Il soupira dramatiquement et se redressa en position assise. Du moins c'était ce que je devinais, car on n'y voyait pas grand chose dans la pénombre.
- Tu étais vraiment obligée de me contredire sur ce point précis ?
Je m'assis contre la tête de lit et soupirai à mon tour. Je pris soin de replier mes jambes pour ne plus le toucher.

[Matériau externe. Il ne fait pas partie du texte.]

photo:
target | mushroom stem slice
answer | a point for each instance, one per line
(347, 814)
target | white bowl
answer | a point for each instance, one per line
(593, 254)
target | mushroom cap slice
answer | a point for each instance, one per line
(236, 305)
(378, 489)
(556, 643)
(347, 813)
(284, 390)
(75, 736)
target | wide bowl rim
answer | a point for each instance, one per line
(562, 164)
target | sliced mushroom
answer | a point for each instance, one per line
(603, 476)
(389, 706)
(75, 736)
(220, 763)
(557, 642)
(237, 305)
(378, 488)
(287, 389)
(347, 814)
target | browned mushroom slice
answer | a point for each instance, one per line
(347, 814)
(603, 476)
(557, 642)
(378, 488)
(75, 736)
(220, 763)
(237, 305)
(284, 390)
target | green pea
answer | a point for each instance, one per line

- Écoute, déclarais-je gravement. Je ne suis pas complètement idiote. Je sais bien pourquoi tu me fréquentes et...franchement, ça m'est égal. C'est fun comme ça, okay ?

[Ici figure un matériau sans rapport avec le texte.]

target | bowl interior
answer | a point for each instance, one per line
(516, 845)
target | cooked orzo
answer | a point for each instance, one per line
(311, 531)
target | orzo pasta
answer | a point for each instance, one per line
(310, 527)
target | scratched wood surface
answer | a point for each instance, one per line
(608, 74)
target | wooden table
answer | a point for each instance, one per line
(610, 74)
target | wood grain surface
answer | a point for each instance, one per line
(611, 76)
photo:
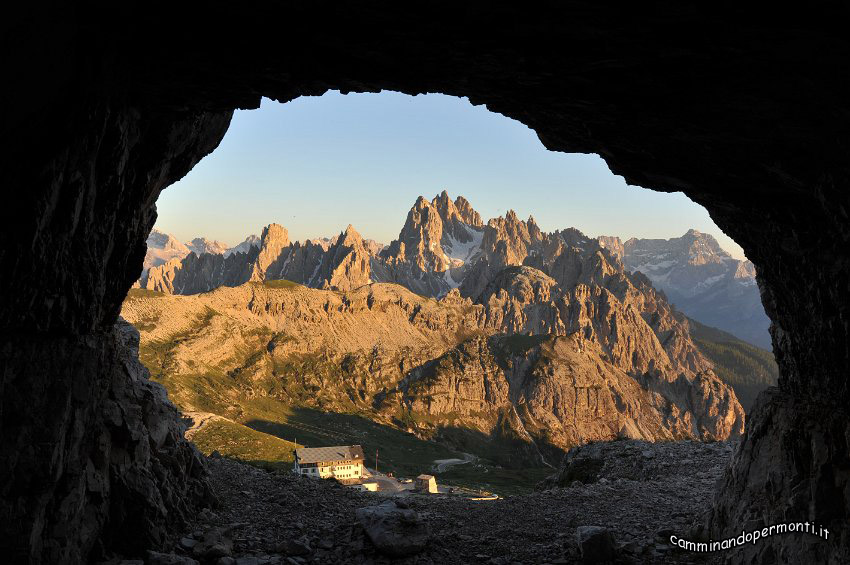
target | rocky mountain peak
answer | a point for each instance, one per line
(467, 213)
(203, 245)
(350, 237)
(274, 239)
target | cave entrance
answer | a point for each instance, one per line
(294, 175)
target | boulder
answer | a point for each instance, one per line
(395, 531)
(156, 558)
(596, 544)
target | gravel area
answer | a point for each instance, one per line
(641, 493)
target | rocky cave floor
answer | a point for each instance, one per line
(640, 492)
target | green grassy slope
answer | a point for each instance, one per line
(746, 368)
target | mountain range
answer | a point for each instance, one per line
(495, 337)
(439, 248)
(702, 280)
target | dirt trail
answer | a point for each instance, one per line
(442, 465)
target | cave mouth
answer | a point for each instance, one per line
(740, 109)
(363, 160)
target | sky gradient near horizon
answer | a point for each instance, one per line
(317, 164)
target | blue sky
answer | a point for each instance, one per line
(317, 164)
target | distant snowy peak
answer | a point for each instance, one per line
(701, 279)
(203, 245)
(162, 247)
(251, 241)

La panique commençait à entamer ma détermination. Je n'étais pas certaine de pouvoir tenir cette conversation, d'autant que le baiser sur le front me revenait en mémoire, me laissant assaillit par le doute.
Est-ce que c'était une tentative de manipulation ? Est-ce qu'il allait aller aussi loin ? Non, c'était mon auto-dépréciation qui parlait. Je savais qu'il m'aimait bien. Peut-être pas autant que moi, mais je savais qu'il s'amusait avec moi. Un peu. Je l'avais déjà vu rire, je lui avais déjà vu le regard pétillant et on parlait souvent, trop souvent pour que ce soit forcé. Bon sang, on s'envoyait même des sms ! On n'envoie pas des textos à quelqu'un qu'on s'oblige à fréquenter.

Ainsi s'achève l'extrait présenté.